Wednesday, September 07, 2011

The HOT_L TWILIGHT. Here We Go Again.


It's not a good sign when the first show of the new season at one of Plottie's favorite playhouses forces Ducknik and Plotnik to keep elbowing each other so they won't drool as they fall asleep snoring loudly and then break their front teeth as they bop their heads on the seat in front of them.

When Plotnik was not fighting sleep he was wondering how much his room was costing him in the Theater Twilight Zone. The audience was in hysterics. Plotnik couldn't figure out what was funny. He'd look over at Ducknik. "Zzz-OW!" she'd say as Plotnik poked her.

Sitting on the other side of Ducknik was Famous Playwright. Plot and Duck have seen several of his Famous Plays, and they are always good. He laughed too, though a bit self-consciously, Plot felt, but at least he laughed in the right places. The rest of the audience was clueless. Free tickets do that to you.

"Oh, miserable me," says the lesbian on the stage in the business suit.

"Yuk yuk oh snort snort oh ha ha harty har," says the audience, in jeans.

Plotnik has groused about this before, but it's his blog, so let him do it again: sexual identity is fine, sleep with whomever you choose, but please, if you're going to write a play about it, make it -- at a bare minimum -- entertaining. We KNOW you've had a tough time. We KNOW you don't like your mother. We KNOW you're a victim of practically everything including your own hormones.

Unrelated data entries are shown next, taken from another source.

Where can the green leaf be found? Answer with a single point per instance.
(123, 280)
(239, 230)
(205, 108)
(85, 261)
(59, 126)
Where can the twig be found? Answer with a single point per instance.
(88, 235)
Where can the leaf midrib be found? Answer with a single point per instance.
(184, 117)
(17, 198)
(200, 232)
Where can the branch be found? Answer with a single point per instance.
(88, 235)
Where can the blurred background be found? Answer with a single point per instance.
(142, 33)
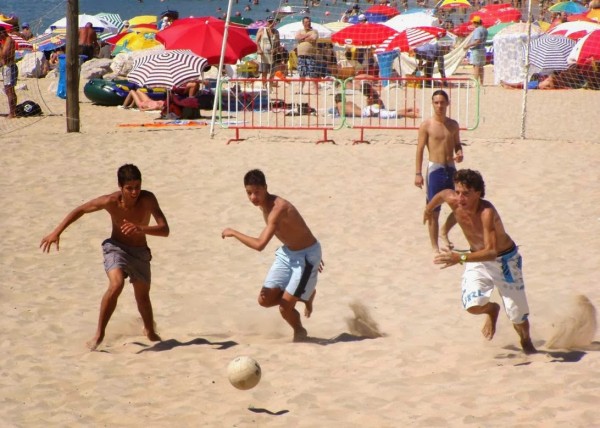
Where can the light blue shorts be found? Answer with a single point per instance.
(295, 271)
(506, 273)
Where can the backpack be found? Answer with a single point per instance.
(28, 108)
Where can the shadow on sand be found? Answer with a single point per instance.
(343, 337)
(167, 345)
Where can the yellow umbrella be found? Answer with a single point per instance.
(453, 4)
(135, 42)
(142, 19)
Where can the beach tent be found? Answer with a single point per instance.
(509, 52)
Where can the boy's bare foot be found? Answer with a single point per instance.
(489, 328)
(528, 347)
(152, 336)
(308, 303)
(94, 343)
(300, 335)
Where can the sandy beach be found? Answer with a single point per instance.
(431, 367)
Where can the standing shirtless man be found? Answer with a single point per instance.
(441, 136)
(10, 71)
(494, 259)
(126, 252)
(293, 275)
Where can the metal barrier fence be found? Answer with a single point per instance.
(327, 105)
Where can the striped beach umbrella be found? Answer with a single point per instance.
(167, 69)
(549, 53)
(410, 38)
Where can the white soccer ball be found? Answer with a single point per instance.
(243, 372)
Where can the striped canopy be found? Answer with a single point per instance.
(548, 53)
(167, 69)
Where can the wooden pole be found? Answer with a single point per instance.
(73, 66)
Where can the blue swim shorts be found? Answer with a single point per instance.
(439, 177)
(506, 274)
(307, 66)
(295, 271)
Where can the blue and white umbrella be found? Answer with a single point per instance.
(549, 53)
(167, 69)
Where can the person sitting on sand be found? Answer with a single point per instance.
(493, 260)
(293, 276)
(126, 252)
(142, 101)
(371, 110)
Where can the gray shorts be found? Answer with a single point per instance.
(10, 73)
(134, 261)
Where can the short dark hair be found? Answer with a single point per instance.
(470, 179)
(255, 177)
(128, 172)
(442, 93)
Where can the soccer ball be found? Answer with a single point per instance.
(243, 372)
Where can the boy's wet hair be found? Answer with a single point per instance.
(255, 177)
(470, 179)
(442, 93)
(128, 172)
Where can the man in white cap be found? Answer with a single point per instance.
(477, 46)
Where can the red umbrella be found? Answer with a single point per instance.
(587, 49)
(496, 13)
(410, 38)
(383, 9)
(204, 36)
(368, 34)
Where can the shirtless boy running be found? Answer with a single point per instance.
(293, 276)
(126, 252)
(441, 136)
(494, 259)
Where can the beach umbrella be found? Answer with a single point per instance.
(410, 38)
(83, 19)
(167, 69)
(241, 20)
(382, 9)
(135, 41)
(568, 7)
(370, 17)
(593, 14)
(20, 42)
(496, 13)
(453, 4)
(336, 25)
(411, 20)
(368, 34)
(586, 50)
(549, 53)
(142, 19)
(204, 36)
(289, 31)
(574, 29)
(112, 20)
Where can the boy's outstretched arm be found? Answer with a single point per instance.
(91, 206)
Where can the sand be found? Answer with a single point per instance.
(420, 360)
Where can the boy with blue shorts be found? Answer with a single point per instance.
(494, 259)
(441, 136)
(293, 275)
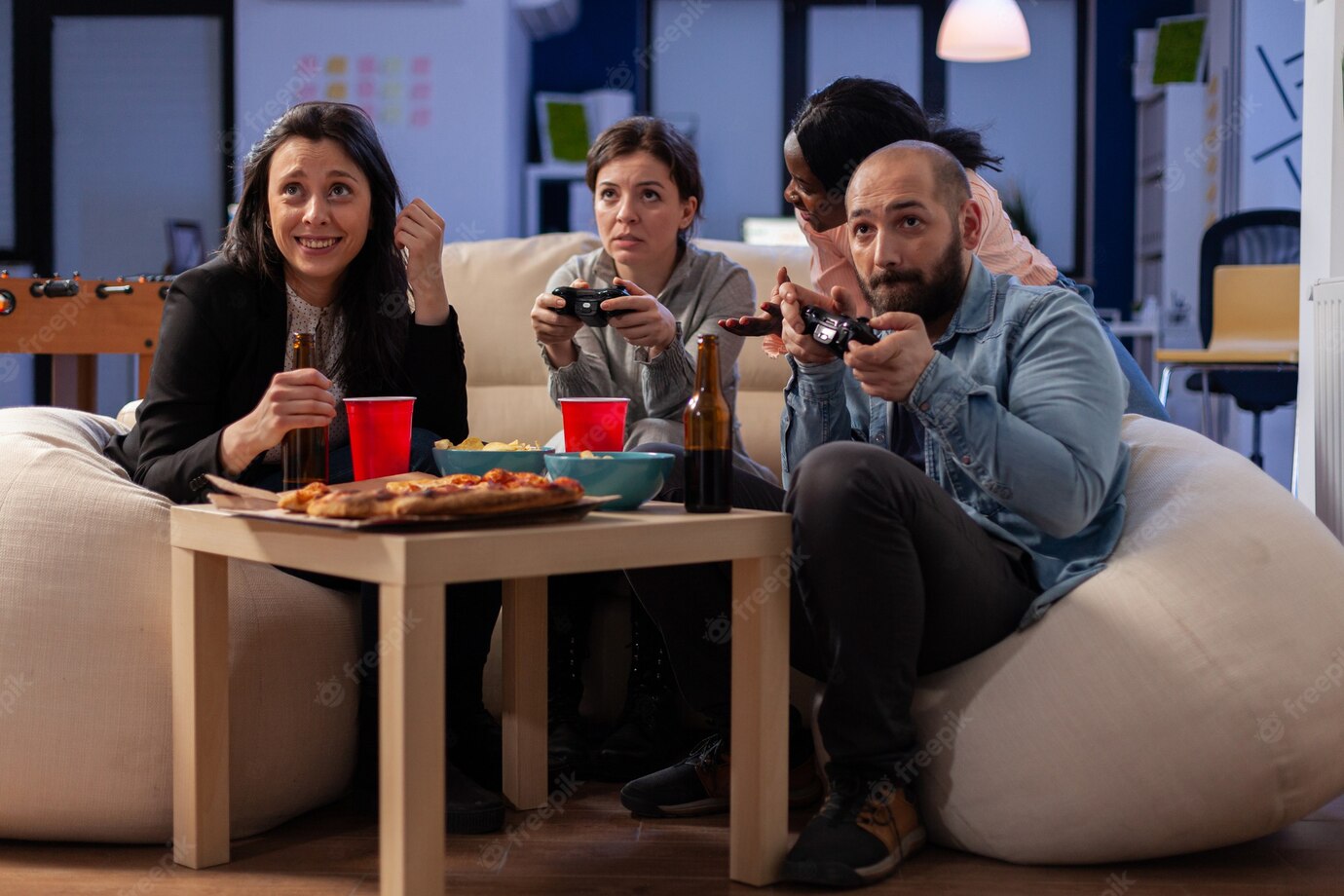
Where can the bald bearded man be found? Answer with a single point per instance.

Now that this is clear, MAKE ME LAUGH! MAKE ME CRY! DO SOMETHING!"

OK, every play isn't great, every song isn't wonderful, every story isn't perfect. But the show Plot and Duck saw last night is a revival. In other words, they did it once and now they want to do it AGAIN?

The HOT_L TWILIGHT. R. Serling, Prop. Our motto is: "Nothing you see will make any sense to you." And it's only the first show of the year.